Okay, two questions.

 

Can a C++ executable output the binary of a value?

 

Why are all C++ objects at least 8 bits? Even bool, a binary true/false variable, usually occupies 8 bits (1 byte).

Posted

Because CPU is storing/reading data to/from memory in bytes/words/long words/long long words.

 

To manipulate single bits, read byte, set/clear bit, and store byte.

 

f.e.

 

unsigned char data;

 

data |= 1<<x; // set bit x=0...7

or

data = ( data | 1<<x );

 

data &= ~( 1<<x ); // clear bit x=0...7

or

data = ( data & ~( 1<<x ) );

Posted

You can define and use bit fields, but the masking operations (&& and ||) must be used to access bits. Thus, it is faster to use a byte or larger storage cell and waste the extra bits, unless you have an array of bits, in which case the masking operations can be warranted.

Posted (edited)

Perhaps the question is better rephrased to : Why are objects always byte-sized (multiples of 8, where 8 bits = 1 byte)? Couldn't you make more efficient programs if a 3 bit type were available, for example?

Does the obejct (the binary sequence representing variable info, that is) also have to store the name of the variable in addition to its value? But couldn't restrictions be placed on name-sizes, forcing the programmer to rely on re-initialization rather than the creation of independent objects with unique names?

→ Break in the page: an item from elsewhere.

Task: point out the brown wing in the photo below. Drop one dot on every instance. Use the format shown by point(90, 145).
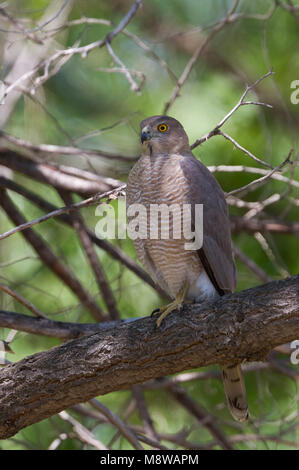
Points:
point(216, 252)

Where do objects with no further importance go to anyway? Would a preference for re-initialization (or re-assignment?) result in smaller object files?

Edited by MonDie
Posted

Couldn't you make more efficient programs if a 3 bit type were available, for example?

 

There are a few, specialised, architectures that support direct and efficient access to arbitrary bits. The thing is that this introduces a lot more hardware complexity (which means cost and power) which isn't of any great benefit in most cases. Now that memory is so cheap, using a byte, or even a word, to represent a boolean s no big deal. (Now, when I was young and you only had 2K of RAM ....)

Posted

I had a colleague who worked out that he only needed 1-bit resolution for his digital signal processing application and so was able to process 32 channels in parallel in each word, which meant his software was faster and ran on cheaper hardware than any of the competitors.

Posted (edited)

 

There are a few, specialised, architectures that support direct and efficient access to arbitrary bits. The thing is that this introduces a lot more hardware complexity (which means cost and power) which isn't of any great benefit in most cases. Now that memory is so cheap, using a byte, or even a word, to represent a boolean s no big deal. (Now, when I was young and you only had 2K of RAM ....)

 

Okay, yeah. I just compiled a very simple program (below), and it was already more than 8 kilobytes.

#include <iostream>

int main()
{
}

Then used linux's hexdump utility to output the binary of the executable, directing the output into a plain text file on my desktop.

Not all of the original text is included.